The Catholic Church officially teaches courtesy of our current Pope: 


"...*Interviewer:* 

_How many ways are there to God?_ 

*Pope Benedict XVI:* 

As many ways as there are people. For even within the same faith each man's way is an entirely personal one. In that respect there is ultimately one way, and everyone who is on the way to God is therefore in some sense also on the way to Jesus Christ. But this does not mean that all ways are identical in terms of conciousness and will but on the contrary, the one way is so big that it becomes a personal way for each man...We have so much knowledge, so many experiences, and on the other hand we find that faith has been so elaborated upon and oversystematized that access is no longer so easy to come by. I do think that we need a sort of revolution of faith in many respects....There is a new awareness of solidarity, of responsibility for humanity as a whole, of responsibility for creation. There are movements towards unification...The dialogue with other religions is under way. We are, I think, all convinced that we can learn something, for example, from the mysticism of Asia and that precisely the great mystical traditions also open possibilities of encounter...The Christian can also find the secret working of God behind them. Through the other religions God touches man and brings him onto the path. But it is always the same God, the God of Jesus Christ

*Interviewer: *

_John Paul II in his talk before the United Nations in New York in 1995 on the foundations of a new world order, also spoke of a new hope for the Third Millenium. "We shall see," said the Pope, "that the tears of this century have prepared the ground for a new springtime of the human spirit". What might he mean by this "springtime"? A new identity of man?_ 

*Pope Benedict XVI:* 

The Pope does indeed cherish a great expectation that the millenium of divisions will be followed by a millenium of unifications...The emergence of ecumenism at the Second Vatican Council is indeed a sign of a sort of renewed approach to a new unity. It is thus filled with the hope that the millenia have their physiognomy; that all the catastrophes of our century, as the Pope says, will be caught up at the end and turned into a new beginning. Unity of mankind, unity of religions, unity of Christians - we ought to search for these unities again, so that a more positive epoch may really begin. We must have visions...In the history and universe of religions, there is always a great necessity to purify religion so that it does not become an obstacle to the right relation to God but puts man on the right path...In all religions there are men of interior purity who through their myths and beliefs somehow touch the great mystery and find the right way of being human..." 
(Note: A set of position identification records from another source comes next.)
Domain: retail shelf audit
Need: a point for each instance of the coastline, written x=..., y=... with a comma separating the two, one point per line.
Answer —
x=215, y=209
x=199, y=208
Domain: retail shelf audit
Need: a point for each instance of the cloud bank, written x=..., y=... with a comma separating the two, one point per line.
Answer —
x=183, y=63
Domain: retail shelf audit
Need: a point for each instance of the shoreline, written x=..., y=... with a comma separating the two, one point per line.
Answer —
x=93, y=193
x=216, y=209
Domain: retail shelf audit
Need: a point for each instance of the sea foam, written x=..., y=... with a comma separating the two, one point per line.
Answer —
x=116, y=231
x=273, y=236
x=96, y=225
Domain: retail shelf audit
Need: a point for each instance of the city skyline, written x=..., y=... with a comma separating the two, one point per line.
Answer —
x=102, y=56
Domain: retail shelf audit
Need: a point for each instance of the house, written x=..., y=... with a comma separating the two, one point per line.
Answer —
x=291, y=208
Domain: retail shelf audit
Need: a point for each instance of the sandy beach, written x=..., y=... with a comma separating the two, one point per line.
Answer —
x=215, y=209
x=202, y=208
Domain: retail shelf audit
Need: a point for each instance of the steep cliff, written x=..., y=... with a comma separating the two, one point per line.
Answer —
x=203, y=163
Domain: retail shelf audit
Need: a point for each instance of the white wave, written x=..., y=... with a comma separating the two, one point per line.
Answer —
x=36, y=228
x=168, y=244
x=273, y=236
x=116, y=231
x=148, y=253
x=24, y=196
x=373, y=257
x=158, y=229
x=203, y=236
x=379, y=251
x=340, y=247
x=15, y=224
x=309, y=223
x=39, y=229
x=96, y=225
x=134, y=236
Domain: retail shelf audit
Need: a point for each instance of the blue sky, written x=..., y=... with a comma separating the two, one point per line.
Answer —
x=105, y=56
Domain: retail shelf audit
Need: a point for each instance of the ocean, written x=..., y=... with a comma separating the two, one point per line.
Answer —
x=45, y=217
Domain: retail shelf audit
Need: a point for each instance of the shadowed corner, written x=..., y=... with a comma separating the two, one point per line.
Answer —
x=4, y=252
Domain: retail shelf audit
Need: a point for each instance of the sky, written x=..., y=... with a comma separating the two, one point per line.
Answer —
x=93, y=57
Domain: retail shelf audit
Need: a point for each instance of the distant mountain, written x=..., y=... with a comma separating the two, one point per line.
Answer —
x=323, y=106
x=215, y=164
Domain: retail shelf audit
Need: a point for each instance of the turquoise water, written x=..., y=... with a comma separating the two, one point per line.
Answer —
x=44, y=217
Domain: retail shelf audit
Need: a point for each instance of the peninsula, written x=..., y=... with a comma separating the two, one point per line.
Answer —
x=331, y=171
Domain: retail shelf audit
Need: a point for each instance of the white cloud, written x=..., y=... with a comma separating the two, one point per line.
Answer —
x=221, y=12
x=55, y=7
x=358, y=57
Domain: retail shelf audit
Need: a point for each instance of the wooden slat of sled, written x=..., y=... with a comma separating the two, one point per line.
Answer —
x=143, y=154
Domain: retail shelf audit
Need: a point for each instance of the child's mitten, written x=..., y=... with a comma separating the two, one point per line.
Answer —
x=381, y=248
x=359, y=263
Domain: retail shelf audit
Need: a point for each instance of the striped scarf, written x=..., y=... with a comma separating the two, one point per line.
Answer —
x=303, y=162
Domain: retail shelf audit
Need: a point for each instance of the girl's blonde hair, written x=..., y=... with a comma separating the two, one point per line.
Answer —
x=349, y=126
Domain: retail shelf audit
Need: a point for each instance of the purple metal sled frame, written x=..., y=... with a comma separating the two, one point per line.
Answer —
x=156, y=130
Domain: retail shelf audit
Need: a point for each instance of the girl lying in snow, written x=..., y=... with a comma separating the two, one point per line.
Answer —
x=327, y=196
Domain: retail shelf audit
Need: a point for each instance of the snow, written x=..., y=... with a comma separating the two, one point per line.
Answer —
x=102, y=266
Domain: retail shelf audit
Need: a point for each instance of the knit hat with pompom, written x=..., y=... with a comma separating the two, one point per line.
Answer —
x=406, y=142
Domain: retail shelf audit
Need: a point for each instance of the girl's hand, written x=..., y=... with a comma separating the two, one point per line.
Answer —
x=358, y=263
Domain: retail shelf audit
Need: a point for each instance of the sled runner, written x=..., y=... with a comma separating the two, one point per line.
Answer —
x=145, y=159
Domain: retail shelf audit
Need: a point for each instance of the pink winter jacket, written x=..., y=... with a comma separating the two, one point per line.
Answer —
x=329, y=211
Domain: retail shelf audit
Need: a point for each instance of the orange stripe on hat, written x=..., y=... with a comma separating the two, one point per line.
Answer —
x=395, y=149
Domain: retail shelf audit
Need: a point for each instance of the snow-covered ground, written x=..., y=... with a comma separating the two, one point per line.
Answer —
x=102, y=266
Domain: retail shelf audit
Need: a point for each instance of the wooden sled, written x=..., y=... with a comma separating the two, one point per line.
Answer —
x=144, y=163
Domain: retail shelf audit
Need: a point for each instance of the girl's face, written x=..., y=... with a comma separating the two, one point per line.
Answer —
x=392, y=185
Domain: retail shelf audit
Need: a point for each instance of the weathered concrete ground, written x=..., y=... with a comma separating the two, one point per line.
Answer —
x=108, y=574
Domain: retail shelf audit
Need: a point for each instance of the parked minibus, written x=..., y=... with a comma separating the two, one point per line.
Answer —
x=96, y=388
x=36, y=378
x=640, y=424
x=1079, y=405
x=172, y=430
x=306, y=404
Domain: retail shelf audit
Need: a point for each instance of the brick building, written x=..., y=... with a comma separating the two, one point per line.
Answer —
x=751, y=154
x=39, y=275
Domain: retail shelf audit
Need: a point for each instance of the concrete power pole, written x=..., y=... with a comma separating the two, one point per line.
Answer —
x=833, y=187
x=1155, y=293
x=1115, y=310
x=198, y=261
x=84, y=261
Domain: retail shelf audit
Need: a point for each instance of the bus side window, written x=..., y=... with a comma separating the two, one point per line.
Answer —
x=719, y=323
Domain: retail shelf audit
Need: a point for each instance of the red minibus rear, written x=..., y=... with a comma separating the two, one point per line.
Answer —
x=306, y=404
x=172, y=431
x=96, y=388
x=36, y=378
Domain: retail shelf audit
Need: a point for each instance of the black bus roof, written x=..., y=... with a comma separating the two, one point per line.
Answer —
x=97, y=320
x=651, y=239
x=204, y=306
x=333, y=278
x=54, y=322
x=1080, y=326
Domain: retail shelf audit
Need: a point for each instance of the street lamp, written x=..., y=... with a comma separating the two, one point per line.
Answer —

_- Pope Benedict XVI, Salt of the Earth_


Pope John Paul II was once asked: "WHY ARE THERE SO MANY RELIGIONS?" 

Here's the question and his answer: 


"...*Q:* _But if God who is in heaven-and who saved and continues to save the world-is One and only One and is He who has revealed Himself in Jesus Christ, why has He allowed so many religions to exist?_
_Why did He make the search for the truth so arduous, in the midst of a forest of rituals, of beliefs, of revelations, of faiths which have always thrived-and still do today-throughout the world?_

*Pope John Paul II:* You speak of many religions. Instead I will attempt to show the common fundamental element and the common root of these religions.

The Council defined the relationship of the Church to non-Christian religions in a specific document that begins with the words "Nostra aetate" ("In our time"). It is a concise and yet very rich document that authentically hands on the Tradition, faithful to the thought of the earliest Fathers of the Church.

From the beginning, Christian Revelation has viewed the spiritual history of man as including, in some way, all religions, thereby demonstrating the unity of humankind with regard to the eternal and ultimate destiny of man. The Council document speaks of this unity and links it with the current trend to bring humanity closer together through the resources available to our civilization. The Church sees the promotion of this unity as one of its duties: "There is only one community and it consists of all peoples. They have only one origin, since God inhabited the entire earth with the whole human race. And they have one ultimate destiny, God, whose providence, goodness, and plan for salvation extend to all. . . . Men turn to various religions to solve mysteries of the human condition, which today, as in earlier times, burden people's hearts: the nature of man; the meaning and purpose of life; good and evil; the origin and purpose of suffering; the way to true happiness; death; judgment and retribution after death; and finally, the ultimate ineffable mystery which is the origin and destiny of our existence. From ancient times up to today all the various peoples have shared and continue to share an awareness of that enigmatic power that is present throughout the course of things and throughout the events of human life, and, in which, at times, even the Supreme Divinity or the Father is recognizable. This awareness and recognition imbue life with an intimate religious sense. Religions that are tied up with cultural progress strive to solve these issues with more refined concepts and a more precise language" (Nostra Aetate 1-2).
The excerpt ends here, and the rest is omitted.